Brushing aside the slight ego bruise at Angie’s firm conviction that I am in fact, not a rock star (OK, my current awkward, sweaty, floral crown slipping down onto my forehead state noted), I ask a follow up: “Do you have any idea when this dream job will arrive? I mean, I can handle uncertainty for a while, but how will I know when the right thing is the right thing?”

Tarot screen shot

“You’ll know,” she assures me, flipping another card. “OK. Here we go.” Angie’s concentrating intently now, so I shut up. “Late October, early November. That’s when you’ll know.” She looks up at me, eyes shining with what appears to be genuine enthusiasm. “It’s the dream,” she reiterates. “You’re going to be really happy.”

“BUT,” she cautions, “For the time being, you’ve got to stay open. And SLOW DOWN.” She consults her phone again. “Look!” she exclaims triumphantly, holding it up for me to see the song that’s playing: Slow it Down by the Lumineers. “Slow it down,” she repeats. “You haven’t learned everything you need to know.”

I thank her and get up, feeling dazed. So much of what she said, admittedly, was what I wanted to hear. That’s what this whole “hiatus” I’ve been on is supposed to be about, after all; taking time out and listening to my heart. Finding the courage to make different, bolder choices, rather than falling into my old pattern of doing what’s comfortable and what’s easy.

But I also needed to hear that I’m on the right track, even if that news was delivered from the iPhone of a kooky Tarot card reader at a Hollywood party. I needed confirmation that what I feel in my gut is true: that even though I don’t know how or when, somewhere down the line, all the dots will connect.

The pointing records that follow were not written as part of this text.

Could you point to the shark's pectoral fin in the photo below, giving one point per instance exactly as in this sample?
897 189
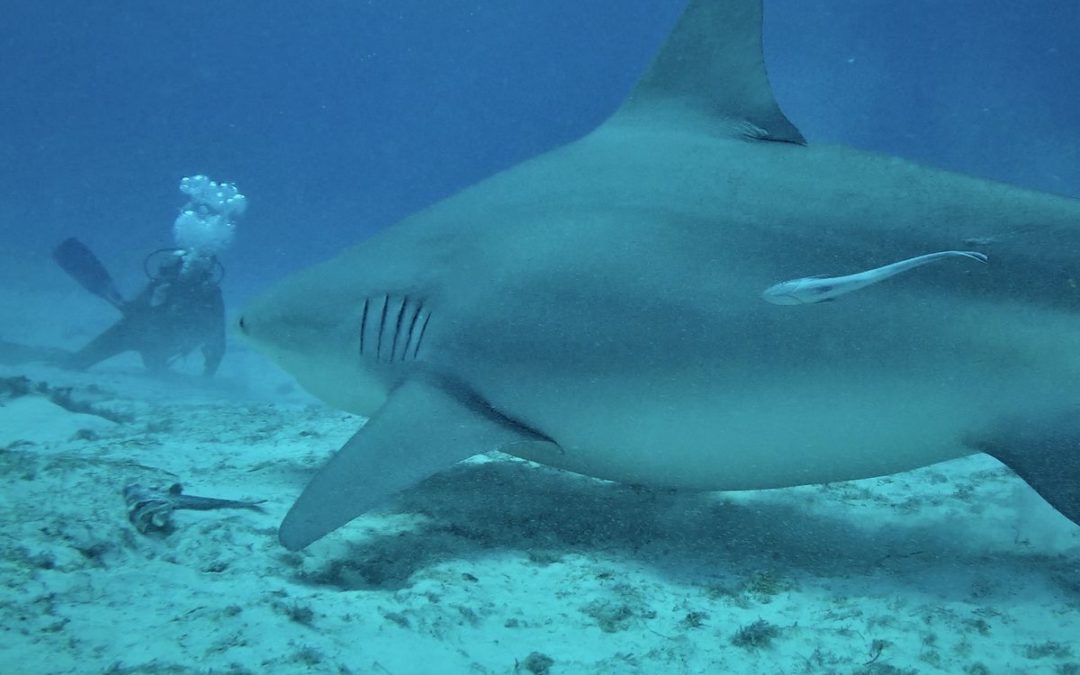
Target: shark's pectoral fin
421 429
1045 453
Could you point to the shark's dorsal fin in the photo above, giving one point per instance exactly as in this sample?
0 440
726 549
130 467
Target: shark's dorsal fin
712 68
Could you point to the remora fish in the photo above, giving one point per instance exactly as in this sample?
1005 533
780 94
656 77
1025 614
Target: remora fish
810 289
598 309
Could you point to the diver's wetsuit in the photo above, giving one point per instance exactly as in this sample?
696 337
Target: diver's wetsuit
174 314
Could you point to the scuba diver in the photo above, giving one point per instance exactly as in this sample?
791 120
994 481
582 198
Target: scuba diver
180 309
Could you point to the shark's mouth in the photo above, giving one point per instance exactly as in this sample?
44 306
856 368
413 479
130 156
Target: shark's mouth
392 327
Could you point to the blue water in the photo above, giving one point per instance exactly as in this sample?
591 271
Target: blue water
338 118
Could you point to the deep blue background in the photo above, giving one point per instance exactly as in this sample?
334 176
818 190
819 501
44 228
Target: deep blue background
339 117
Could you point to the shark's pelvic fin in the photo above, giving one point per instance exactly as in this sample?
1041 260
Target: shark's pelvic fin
712 67
422 429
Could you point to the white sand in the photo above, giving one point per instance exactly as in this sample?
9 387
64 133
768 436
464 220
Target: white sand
956 568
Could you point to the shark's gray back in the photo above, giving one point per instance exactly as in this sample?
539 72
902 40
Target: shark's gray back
598 308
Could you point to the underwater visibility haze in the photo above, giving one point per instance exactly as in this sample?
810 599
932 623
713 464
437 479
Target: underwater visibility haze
610 244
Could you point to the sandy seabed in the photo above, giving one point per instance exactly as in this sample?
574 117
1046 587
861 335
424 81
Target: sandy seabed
495 566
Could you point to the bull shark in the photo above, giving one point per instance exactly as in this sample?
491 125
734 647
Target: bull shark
598 309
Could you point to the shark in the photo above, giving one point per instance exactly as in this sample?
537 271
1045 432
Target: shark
598 309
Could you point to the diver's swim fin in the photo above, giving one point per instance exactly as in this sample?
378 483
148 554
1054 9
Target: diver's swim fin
83 266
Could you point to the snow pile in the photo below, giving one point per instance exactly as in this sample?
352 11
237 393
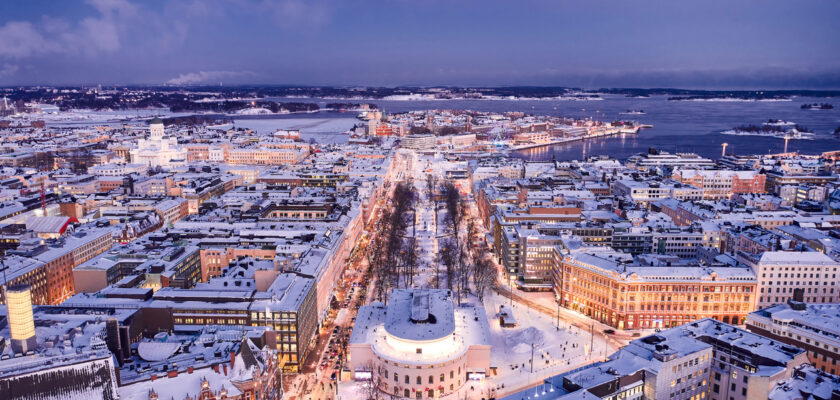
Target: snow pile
520 341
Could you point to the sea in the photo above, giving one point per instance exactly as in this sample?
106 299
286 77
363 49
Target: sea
691 126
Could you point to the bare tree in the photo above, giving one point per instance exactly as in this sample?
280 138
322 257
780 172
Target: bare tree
371 388
431 186
483 274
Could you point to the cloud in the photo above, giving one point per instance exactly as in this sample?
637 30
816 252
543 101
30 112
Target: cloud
8 70
89 36
298 13
200 77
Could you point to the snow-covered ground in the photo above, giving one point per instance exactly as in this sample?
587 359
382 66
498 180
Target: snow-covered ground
555 349
323 130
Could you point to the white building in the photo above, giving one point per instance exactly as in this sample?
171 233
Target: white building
158 150
781 272
419 142
420 345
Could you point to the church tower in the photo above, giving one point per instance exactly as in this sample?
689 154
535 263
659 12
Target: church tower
156 128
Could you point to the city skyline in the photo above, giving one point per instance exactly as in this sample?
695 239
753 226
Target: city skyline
777 45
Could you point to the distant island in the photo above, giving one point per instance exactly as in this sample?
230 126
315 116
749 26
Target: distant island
287 99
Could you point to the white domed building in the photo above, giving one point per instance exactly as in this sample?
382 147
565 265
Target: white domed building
420 346
158 150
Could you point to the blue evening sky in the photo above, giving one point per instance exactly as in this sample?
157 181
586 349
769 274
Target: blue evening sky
702 44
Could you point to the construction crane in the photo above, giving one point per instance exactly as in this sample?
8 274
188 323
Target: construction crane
43 198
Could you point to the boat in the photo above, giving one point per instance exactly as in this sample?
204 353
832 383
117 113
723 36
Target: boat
773 131
817 106
779 122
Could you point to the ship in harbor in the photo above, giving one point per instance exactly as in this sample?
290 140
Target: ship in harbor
781 130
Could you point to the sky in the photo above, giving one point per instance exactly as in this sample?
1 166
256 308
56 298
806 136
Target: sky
732 44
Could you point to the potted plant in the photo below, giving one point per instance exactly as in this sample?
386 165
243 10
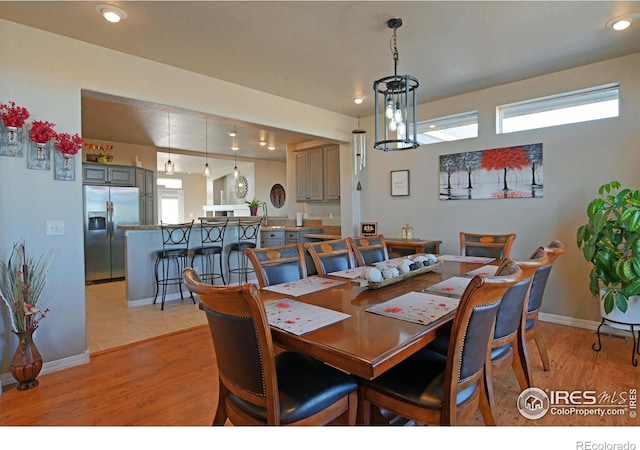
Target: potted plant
253 206
610 241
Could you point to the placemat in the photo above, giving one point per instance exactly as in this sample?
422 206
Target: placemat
416 307
300 318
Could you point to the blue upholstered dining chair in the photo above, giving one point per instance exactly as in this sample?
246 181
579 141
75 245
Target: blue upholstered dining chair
278 264
258 386
432 388
369 249
331 256
553 250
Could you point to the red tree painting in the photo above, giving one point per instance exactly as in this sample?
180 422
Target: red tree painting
505 159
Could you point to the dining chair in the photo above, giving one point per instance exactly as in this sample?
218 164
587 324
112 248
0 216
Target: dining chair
496 246
432 388
369 249
553 250
211 248
256 386
172 259
331 256
278 264
508 345
248 230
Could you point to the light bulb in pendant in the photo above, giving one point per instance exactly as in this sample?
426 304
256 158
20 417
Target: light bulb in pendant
389 110
398 114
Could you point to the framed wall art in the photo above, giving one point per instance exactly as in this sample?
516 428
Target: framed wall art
399 183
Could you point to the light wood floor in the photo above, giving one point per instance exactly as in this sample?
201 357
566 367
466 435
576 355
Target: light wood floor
111 324
172 380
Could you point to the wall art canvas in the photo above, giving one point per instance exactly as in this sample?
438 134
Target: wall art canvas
510 172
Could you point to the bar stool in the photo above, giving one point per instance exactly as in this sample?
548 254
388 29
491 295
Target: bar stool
175 250
248 232
212 237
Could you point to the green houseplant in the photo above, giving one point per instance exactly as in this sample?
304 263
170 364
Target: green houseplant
610 241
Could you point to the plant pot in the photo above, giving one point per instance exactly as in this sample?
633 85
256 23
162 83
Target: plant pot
618 319
27 362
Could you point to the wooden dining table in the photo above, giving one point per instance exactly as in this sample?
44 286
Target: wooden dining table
367 344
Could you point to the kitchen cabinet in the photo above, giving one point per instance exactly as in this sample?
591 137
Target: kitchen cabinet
108 174
331 173
145 182
318 174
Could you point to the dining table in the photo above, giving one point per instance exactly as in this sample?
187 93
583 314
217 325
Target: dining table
367 344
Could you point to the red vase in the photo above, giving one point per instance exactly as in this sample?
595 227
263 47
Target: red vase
27 362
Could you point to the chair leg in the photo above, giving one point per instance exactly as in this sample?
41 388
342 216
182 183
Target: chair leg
543 352
486 408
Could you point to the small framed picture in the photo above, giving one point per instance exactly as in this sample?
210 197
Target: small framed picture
399 183
368 228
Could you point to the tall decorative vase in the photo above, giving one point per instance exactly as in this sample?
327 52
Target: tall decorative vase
27 362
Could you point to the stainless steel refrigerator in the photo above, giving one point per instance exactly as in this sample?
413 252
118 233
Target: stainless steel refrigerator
106 207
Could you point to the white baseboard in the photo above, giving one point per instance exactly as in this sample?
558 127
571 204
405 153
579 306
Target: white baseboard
581 323
52 366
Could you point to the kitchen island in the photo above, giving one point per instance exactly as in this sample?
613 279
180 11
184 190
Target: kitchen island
140 244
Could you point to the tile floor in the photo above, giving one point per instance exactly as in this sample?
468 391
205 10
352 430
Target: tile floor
111 324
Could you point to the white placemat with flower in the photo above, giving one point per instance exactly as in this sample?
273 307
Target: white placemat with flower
300 318
484 271
470 259
416 307
452 286
303 286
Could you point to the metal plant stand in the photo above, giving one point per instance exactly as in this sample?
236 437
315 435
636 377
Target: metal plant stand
635 338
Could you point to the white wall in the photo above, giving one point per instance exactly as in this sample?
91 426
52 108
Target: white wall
45 73
578 158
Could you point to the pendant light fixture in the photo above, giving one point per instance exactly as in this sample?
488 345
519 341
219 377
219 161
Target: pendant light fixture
359 146
207 170
235 154
395 94
168 166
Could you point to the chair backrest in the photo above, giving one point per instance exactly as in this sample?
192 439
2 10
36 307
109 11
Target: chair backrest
242 341
512 312
539 283
278 264
176 236
248 228
331 256
489 245
369 249
212 231
471 332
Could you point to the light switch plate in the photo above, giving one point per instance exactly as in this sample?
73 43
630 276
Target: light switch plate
55 227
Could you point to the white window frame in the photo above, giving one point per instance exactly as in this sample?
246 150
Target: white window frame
595 103
440 125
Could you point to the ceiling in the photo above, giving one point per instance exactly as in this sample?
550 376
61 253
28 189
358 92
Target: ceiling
324 53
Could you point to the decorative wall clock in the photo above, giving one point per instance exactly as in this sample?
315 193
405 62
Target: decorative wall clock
241 186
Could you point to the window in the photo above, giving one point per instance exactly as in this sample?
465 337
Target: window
571 107
449 128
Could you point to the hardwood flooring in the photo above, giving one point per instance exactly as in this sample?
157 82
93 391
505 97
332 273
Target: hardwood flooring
171 380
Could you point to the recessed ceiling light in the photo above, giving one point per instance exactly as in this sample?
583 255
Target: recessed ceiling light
622 22
112 13
358 99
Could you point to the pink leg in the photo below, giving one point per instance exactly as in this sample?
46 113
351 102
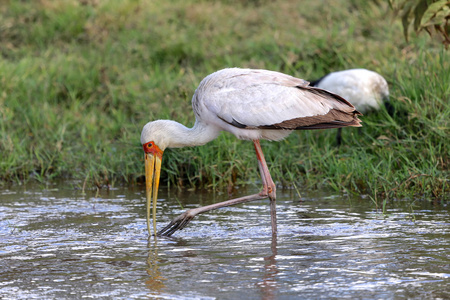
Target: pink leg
268 190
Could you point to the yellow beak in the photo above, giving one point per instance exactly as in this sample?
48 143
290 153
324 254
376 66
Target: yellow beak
152 174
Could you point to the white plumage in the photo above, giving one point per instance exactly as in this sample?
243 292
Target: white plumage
365 89
252 105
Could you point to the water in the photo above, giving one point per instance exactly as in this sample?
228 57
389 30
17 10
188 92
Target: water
58 243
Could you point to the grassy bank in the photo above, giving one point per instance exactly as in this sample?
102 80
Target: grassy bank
79 79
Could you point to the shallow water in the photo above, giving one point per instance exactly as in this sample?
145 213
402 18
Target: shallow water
58 243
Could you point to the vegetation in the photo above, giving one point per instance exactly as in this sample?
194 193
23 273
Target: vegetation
81 77
429 15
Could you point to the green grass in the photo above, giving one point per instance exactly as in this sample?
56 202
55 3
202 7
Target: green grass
81 78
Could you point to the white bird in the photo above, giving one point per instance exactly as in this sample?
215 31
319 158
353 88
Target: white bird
252 105
365 89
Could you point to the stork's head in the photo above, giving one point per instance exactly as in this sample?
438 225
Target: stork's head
152 140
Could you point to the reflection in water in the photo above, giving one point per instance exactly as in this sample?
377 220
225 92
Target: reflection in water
269 284
57 243
155 282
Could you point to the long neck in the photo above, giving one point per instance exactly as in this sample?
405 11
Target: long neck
181 136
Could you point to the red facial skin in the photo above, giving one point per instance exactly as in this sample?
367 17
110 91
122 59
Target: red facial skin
151 147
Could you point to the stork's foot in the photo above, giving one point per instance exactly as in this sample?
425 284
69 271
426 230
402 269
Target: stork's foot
177 224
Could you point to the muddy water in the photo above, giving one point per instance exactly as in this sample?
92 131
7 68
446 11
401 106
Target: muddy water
56 242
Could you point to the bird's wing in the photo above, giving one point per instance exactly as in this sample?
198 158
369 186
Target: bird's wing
267 99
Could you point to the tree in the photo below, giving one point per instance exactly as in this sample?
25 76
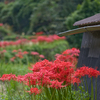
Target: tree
86 9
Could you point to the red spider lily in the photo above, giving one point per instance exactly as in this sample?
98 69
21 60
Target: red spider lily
47 39
34 53
39 33
41 56
35 91
4 51
56 84
8 77
1 24
12 59
19 55
25 52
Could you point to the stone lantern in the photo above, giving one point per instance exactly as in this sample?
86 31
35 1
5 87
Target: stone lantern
90 46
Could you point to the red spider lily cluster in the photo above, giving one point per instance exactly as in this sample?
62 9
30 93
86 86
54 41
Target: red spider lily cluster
55 74
38 39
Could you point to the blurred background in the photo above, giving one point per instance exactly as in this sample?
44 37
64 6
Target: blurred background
25 17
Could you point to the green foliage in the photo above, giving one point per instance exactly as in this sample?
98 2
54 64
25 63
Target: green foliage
46 49
36 15
86 9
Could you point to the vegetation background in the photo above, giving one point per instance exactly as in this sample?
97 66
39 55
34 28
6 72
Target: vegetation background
50 16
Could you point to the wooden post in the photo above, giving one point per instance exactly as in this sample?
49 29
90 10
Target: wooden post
90 47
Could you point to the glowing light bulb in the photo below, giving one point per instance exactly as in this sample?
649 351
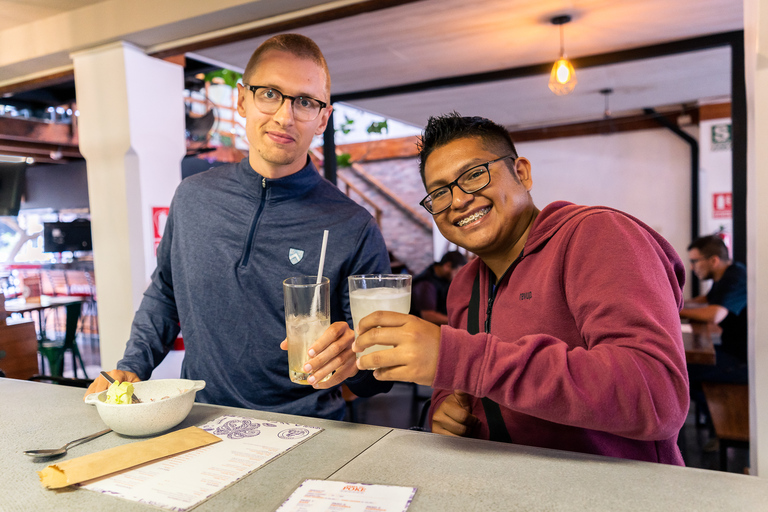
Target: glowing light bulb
562 80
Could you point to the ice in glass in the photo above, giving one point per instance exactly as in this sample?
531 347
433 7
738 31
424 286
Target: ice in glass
378 292
307 316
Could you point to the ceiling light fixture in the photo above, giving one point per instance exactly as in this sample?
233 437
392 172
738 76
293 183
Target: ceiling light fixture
562 80
606 93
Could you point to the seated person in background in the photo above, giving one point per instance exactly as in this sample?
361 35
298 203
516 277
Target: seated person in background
724 305
579 344
430 288
235 232
398 267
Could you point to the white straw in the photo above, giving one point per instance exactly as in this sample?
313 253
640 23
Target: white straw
316 296
322 257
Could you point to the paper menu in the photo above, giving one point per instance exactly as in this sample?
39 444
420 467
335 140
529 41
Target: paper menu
325 495
181 482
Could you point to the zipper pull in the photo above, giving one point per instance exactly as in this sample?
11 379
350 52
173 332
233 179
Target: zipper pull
488 315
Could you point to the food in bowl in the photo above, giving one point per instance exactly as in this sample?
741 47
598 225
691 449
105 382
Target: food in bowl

It has been a challenge for a Type A, meticulous planner like myself to continue to remain in a state of uncertainty, but little by little, I’m learning to embrace it. Because here’s the thing: as long as nothing is certain, it also means that anything is possible. And so, for the time being, I’m taking Angie’s advice. I am staying open, I am exploring, and I am – in the words of Emily Dickinson – choosing to dwell in possibility.